I think the two biggest problems for regionals here in Europe are the higher population density and the well-developed alternative links.
Higher population density:
Population centers are located relatively close together, and there are comparatively few "gaps" that need to be bridged. Therefore, you're always vaguely "near" a larger population center, and an airport the big carriers serve. There are very few airports/areas in Europe that really are far enough away from everything else to support a regional carrier.
InterSky is a good example of this: Friedrichshafen is at least 2 hours from any of the nearest major airports (ZRH
), rail links are slow by European standards, and road links are also somewhat limited.
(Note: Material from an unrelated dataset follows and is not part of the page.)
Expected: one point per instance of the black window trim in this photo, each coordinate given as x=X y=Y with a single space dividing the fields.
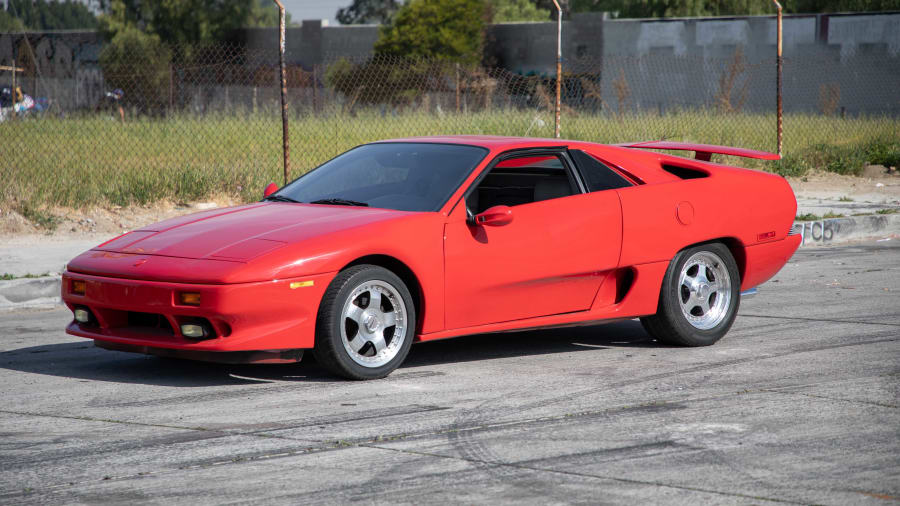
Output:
x=456 y=187
x=603 y=162
x=561 y=151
This is mostly due to geography, the presence of Lake Constance and the mountainous terrain isolate the area a bit. Despite this, the region is affluent and also generates inbound traffic. This allowed InterSky to build a nice little niche operation there.
Well-developed alternative links:
I'm mostly thinking rail here, more specifically high-speed rail, but also motorway networks. It is often said that the critical threshold beyond which people will choose to fly is a 4-hour trip by train. With high-speed rail, that four hour window covers a lot of distance. From Frankfurt, for example, you can be in Paris, Zurich, Munich, Amsterdam, Hamburg or Berlin in four hours (or slightly more) if you take the train. Lateral links between smaller population centers are also good. This makes it tough to build a business case for regional air services on a lot of routes (unless they're feeders to hubs).